Tale innovazione formalizzata nel “mondo-proverbio” del Malavoglia è stata così valutata da Antonio Candido la complessità della composizione del suo linguaggio, che il critico chiama “la voce inventata da Verga”: “Avvicina il narratore al personaggio, grazie all'intimità fornita da una sorta di estensione del stile indiretto libero, le cui virtù di solito appaiono intervallati tra le altre modalità, ma qui sono per così dire permanente (quello che Zola aveva fatto in L'assommoir, credo per la prima volta nella storia della letteratura). Di qui l'omogeneità, che supera la dicotomia autore-personaggio, tipica della maggior parte dei regionalismi, e suscita un potente senso della realtà, all'interno dell'artificio linguistico consapevolmente adottato” (1998, p. 109).
Antonio Candido confuta l'accusa, attribuita al Naturalismo, di essere abitudinario e poco innovativo, ricordando come il “descrittivismo implacabile” di Zola sia stato lasciato in eredità alla tecnica di Joyce o all'oggettualismo di Nouveau romano: “La soluzione stilistica di L'assommoir, ad esempio, è di per sé una rivoluzione, che rappresenta il primo passo irreversibile verso l'incorporazione del linguaggio parlato nello stile della finzione, creando una voce narrante che, pur agendo in terza persona e rappresentando l'autore, non si distingue qualitativamente da quella dei personaggi, scelti da un altro ambito sociale.
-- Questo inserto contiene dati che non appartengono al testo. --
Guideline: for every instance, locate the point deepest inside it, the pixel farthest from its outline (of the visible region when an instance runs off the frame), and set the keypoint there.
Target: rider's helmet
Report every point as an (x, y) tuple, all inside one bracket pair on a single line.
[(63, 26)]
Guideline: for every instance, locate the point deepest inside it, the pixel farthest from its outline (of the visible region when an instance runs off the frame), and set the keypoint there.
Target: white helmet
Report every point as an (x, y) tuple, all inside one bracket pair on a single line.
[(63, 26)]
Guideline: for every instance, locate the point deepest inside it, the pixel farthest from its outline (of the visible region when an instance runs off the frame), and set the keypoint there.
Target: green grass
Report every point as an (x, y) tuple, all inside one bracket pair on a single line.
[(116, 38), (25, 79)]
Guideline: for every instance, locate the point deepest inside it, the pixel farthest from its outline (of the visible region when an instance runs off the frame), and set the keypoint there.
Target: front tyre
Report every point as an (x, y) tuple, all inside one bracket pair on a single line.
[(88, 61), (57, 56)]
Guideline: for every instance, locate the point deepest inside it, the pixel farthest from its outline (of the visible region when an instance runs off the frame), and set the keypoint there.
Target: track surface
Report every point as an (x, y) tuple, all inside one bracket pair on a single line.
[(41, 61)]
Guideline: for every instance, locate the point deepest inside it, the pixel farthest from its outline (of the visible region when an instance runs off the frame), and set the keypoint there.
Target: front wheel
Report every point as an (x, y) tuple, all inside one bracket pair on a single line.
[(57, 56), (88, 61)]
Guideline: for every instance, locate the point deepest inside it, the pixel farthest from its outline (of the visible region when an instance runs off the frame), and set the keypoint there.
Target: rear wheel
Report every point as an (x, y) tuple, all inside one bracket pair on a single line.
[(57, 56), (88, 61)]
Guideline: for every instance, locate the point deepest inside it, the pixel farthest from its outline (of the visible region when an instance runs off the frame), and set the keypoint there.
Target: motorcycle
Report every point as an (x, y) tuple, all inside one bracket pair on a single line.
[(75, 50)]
Ciò è stato reso possibile in parte dall'uso dello stile indiretto libero; ma va oltre, in quanto è una sorta di soppressione generale della differenza di tonalità tra il diretto e l'indiretto” (1998, p. 105-106).
Sebbene il critico sottolinei con enfasi l'importanza di Zola e la sua possibile influenza su Verga, è importante ricordare la specificità di “originalità"Di Io Malavoglia, così da poter delimitare nell'opera italiana la sua preminenza nel flusso delle correnti intertestuali di formazione della letteratura moderna nel Novecento, nonostante la sua ricezione abbia attraversato processi complessi, come indicato da Alfredo Bosi in “Verga vivo” ( 1988): una presenza forse poco notata per la situazione periferica rispetto al prestigio della letteratura francese. Tuttavia, Spitzer sottolinea: “Il discorso indiretto 'libero' o 'corale' di Malavoglia, va notato, è diverso da quello di Zola, anche se fu maestro indiscusso nel descrivere la collettività […]; lo scrittore si lascia "vivere" (erleben) i sentimenti di questi gruppi, lasciando il lettore in sospeso sulla realtà di ciò che dicono i suoi "cori", ma libero discorso indiretto [erlebte network] La coralità di Zola rimane riservata a certi momenti dell'effusione frenetica o isterica del popolo, in cui i confini tra narrazione oggettiva e discorso soggettivo vengono distrutti, non penetrano l'intera narrazione dell'autore (SPITZER, 1956, p. 49).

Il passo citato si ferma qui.